It takes only 4 steps to analyse your SAR luminescence data
by Sebastian Kreutzer & R Luminescence Team (February 21, 2020)
Usually R does not cause a lot of frustration, but only if you know
how to use it. However, first steps are difficult. To ease the beginning for analysing luminescence data, in 2015 we published a guide (Fuchs et al. 2015) to analyse SAR (Murray and Wintle 2000) data. Since then,
’Luminescence'
evolved, today making the luminescence data analysis
easier than ever before. By using the example data (SAR, quartz)
published along with the article by Fuchs et al. (2015), here again we
demonstrate how to analyse the luminescence data with R. In only 4
steps, promised, it was never easier.
Step 1: Load the package ‘Luminescence’
Simple, but indispensable, our first step is loading the R package
’Luminescence'
:
library(Luminescence)
Step 2: Load and select your data
Without data, no data analysis. We now import the measurement data into
R by calling the function read_BIN2R()
. The function
file.choose()
opens an external window to allow are very convenient
file selection. The argument fastForward
makes sure that the data are
directly available in the format we want to have them.
file <- file.choose()
temp <- read_BIN2R(file, fastForward = TRUE)

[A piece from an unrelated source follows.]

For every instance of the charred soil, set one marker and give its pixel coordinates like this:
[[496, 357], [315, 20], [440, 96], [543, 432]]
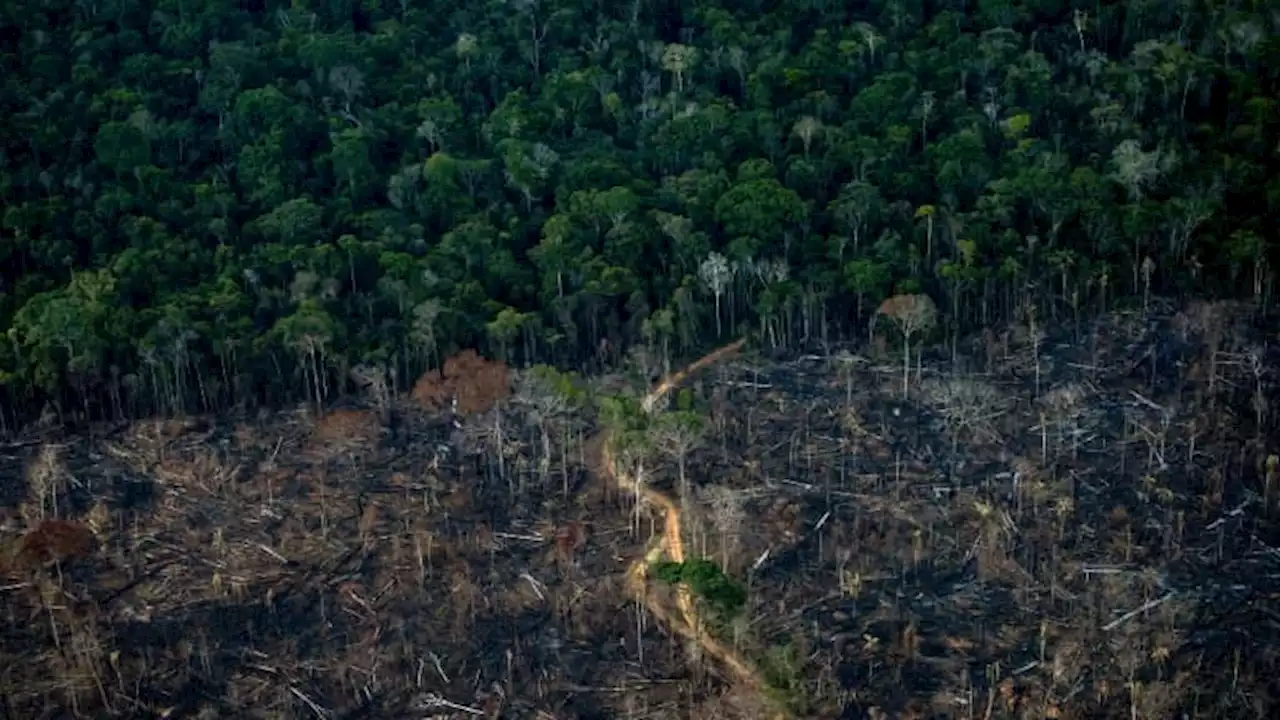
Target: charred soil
[[1077, 524]]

Not every data set is instantly ready to be analysed, e.g., the data set may contain additional information, which are not needed for the analysis. This is the case for our test data set. As written in Fuchs et al. (2015), only the first 20 aliquots follow the common SAR procedure, i.e. a consecutive sequence of irradiation, heating, OSL (\(L_x\)), irradiation, heating and OSL (\(T_x\)). Therefore, we have to limit our data set to the first 20 aliquots:
temp.sel <- temp[1:20]
Note: Further limitations can be applied by using the function
get_RLum()
. Type ?get_RLum
in your R console to get further
information.
Step 3: Run the SAR analysis
Now the data are ready and can be analysed calling the function
analyse_SAR.CWOSL
:
results <- analyse_SAR.CWOSL(
object = temp.sel,
signal.integral.min = 1,
signal.integral.max = 5,
background.integral.min = 200,
background.integral.max = 250,
fit.method = "EXP",
rejection.criteria = list(
recycling.ratio = 10,
recuperation.rate = 10,
testdose.error = 10,
palaeodose.error = 20,
exceed.max.regpoint = TRUE),
plot_onePage = TRUE
)

Figure 1: Example output for one aliquot.

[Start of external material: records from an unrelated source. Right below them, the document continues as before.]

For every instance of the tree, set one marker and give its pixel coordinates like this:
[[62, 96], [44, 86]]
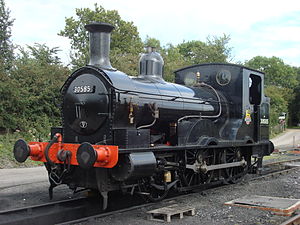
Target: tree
[[281, 82], [29, 92], [215, 49], [276, 71], [125, 38], [6, 46]]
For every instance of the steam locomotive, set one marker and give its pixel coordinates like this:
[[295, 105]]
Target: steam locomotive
[[144, 135]]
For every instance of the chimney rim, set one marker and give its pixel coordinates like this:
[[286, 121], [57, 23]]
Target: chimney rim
[[99, 27]]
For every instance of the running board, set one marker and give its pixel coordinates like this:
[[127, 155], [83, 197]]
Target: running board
[[204, 168]]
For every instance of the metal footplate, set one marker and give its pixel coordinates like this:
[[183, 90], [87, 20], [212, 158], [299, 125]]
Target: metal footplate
[[197, 167]]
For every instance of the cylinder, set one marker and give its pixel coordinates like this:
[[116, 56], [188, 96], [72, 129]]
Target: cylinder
[[134, 165]]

The graphical output consists of three different plot sets: (A) the preheat curves (here as TL) and the OSL curves used to calculate \(L_{x}/T_{x}\), (B) the dose response curve and (C) a plot showing visualisating the rejection criteria and, if measured, the IRSL curve checking for a potential feldpsar contamination of the quartz sample.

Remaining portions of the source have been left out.